Cook County Sheriff’s Office Moves Criminal Justice Reform Legislation Through Senate Criminal Law Committee

Mar 15, 2017Uncategorized

In its legislative session yesterday, the Criminal Law Committee of the Illinois State Senate unanimously voted a package of three separate criminal justice reform bills, introduced by the Cook County Sheriff’s Office, out of committee.

  • Senate Bill 1980, sponsored by Senator Bill Cunningham, seeks to expand the gun offenses that qualify for no-bond status, giving judges clear discretion to hold high-level gun offenders in custody pre-trial.
  • Senate Bill 1782, sponsored by Senator Jacqueline Y. Collins, seeks to establish an expedited expungement process for those charged with retail theft, criminal trespassing, minor traffic offense and petty drug crimes whose charges are dropped whereby upon a petition filed by their attorney, a judge can order the arrests expunged automatically.
  • Senate Bill 1781, also sponsored by Senator Jacqueline Y. Collins, seeks to extend a Cook County expungement pilot program which waives the fee for a petition to expunge or seal records of arrests resulting in release without charging or arrests or charges not initiated by arrest resulting in acquittal, dismissal, or conviction when the conviction was reversed or vacated.

“These three bills move the needle in the right direction when it comes to keeping those behind bars who deserve to be, while giving relief to victims of a broken criminal justice system. I appreciate the committee’s support of this package and the leadership of Senators Collins and Cunningham” said Sheriff Dart.
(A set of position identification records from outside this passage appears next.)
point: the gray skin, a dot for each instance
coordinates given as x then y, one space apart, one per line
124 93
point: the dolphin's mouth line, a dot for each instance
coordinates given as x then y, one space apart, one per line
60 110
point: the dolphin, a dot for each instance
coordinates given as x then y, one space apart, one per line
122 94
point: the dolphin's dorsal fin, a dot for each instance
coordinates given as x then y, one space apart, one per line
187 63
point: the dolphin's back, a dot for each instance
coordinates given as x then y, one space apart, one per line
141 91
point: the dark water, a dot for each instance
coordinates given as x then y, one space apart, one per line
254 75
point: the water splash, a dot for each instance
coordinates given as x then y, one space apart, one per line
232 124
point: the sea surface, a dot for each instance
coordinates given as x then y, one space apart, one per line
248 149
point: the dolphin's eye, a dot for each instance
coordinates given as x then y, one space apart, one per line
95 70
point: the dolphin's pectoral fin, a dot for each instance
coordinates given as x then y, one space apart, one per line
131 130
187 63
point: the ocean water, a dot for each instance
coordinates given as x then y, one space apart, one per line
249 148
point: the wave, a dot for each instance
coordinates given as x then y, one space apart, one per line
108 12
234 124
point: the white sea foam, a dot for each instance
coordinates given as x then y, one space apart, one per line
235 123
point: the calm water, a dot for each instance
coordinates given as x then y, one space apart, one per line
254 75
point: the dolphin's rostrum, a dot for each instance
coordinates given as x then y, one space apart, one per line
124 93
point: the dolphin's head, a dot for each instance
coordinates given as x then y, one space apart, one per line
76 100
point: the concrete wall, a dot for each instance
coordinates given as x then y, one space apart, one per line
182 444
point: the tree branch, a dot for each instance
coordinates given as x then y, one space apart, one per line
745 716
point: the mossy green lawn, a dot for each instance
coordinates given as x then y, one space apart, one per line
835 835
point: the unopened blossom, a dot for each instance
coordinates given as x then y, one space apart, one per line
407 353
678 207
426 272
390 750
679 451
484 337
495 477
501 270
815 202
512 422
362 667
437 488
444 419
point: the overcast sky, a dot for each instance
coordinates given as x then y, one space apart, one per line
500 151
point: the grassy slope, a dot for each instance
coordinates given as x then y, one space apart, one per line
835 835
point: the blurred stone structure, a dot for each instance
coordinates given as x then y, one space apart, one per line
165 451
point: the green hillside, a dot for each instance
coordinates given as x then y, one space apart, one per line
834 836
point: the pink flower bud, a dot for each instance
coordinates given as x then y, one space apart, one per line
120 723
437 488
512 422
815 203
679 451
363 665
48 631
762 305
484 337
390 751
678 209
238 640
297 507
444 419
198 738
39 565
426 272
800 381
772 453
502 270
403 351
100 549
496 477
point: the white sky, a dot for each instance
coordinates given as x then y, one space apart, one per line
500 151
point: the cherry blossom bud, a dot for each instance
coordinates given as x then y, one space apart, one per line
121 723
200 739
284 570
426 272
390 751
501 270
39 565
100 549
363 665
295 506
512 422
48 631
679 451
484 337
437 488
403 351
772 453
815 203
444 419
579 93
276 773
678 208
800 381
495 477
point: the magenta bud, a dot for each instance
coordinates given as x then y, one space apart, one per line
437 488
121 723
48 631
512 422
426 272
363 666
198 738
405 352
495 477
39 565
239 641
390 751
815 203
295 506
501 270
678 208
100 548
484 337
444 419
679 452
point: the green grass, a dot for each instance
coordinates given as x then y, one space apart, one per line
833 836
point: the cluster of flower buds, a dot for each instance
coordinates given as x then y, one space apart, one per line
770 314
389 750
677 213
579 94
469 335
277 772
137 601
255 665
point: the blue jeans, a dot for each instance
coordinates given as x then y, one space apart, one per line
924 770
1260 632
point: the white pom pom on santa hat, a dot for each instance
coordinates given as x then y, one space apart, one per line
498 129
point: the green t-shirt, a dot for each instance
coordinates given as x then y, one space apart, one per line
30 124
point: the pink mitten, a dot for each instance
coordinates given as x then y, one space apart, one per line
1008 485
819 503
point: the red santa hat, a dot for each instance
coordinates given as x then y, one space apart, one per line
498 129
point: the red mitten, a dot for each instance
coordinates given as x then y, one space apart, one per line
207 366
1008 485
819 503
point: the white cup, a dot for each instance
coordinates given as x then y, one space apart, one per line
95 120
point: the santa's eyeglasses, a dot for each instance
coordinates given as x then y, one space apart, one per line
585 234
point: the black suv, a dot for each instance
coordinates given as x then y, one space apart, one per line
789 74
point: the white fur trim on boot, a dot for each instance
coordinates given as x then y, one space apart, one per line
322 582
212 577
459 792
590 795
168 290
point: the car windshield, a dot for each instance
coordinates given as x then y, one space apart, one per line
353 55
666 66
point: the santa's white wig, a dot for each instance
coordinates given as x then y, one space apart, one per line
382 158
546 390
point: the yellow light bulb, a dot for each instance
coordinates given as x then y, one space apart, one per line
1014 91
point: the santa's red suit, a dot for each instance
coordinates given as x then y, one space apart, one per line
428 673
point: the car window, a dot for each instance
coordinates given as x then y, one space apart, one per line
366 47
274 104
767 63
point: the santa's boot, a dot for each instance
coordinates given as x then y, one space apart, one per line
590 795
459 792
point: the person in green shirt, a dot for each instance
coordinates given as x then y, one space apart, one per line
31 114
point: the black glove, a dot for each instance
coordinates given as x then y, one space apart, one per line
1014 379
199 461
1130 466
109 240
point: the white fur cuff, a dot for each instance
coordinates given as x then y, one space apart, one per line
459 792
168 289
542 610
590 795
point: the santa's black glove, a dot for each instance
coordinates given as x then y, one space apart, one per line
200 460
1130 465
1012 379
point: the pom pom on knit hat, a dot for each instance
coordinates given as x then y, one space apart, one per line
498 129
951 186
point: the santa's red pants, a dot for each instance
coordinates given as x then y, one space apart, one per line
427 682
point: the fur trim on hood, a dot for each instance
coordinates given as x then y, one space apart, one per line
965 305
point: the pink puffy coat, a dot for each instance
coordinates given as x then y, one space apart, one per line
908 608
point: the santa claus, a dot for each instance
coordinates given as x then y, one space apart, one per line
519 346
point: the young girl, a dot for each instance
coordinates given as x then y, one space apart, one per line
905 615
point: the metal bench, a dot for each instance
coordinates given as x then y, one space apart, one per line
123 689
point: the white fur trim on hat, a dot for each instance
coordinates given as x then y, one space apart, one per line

In its testimony for SB1980, the Cook County Sheriff’s Office presented its own data showing that gun offenders frequently gain access to large amounts of cash and are quickly released back to the community, undermining the perceived benefits of requiring defendants to post high bonds.

The office found that nearly half of those who posted high bonds to get out of jail between January 31st and March 7th were facing high-level gun charges covered by this legislation. Of those 50 defendants, a third came up with $10,000 or more, one of which paid at least $25,000.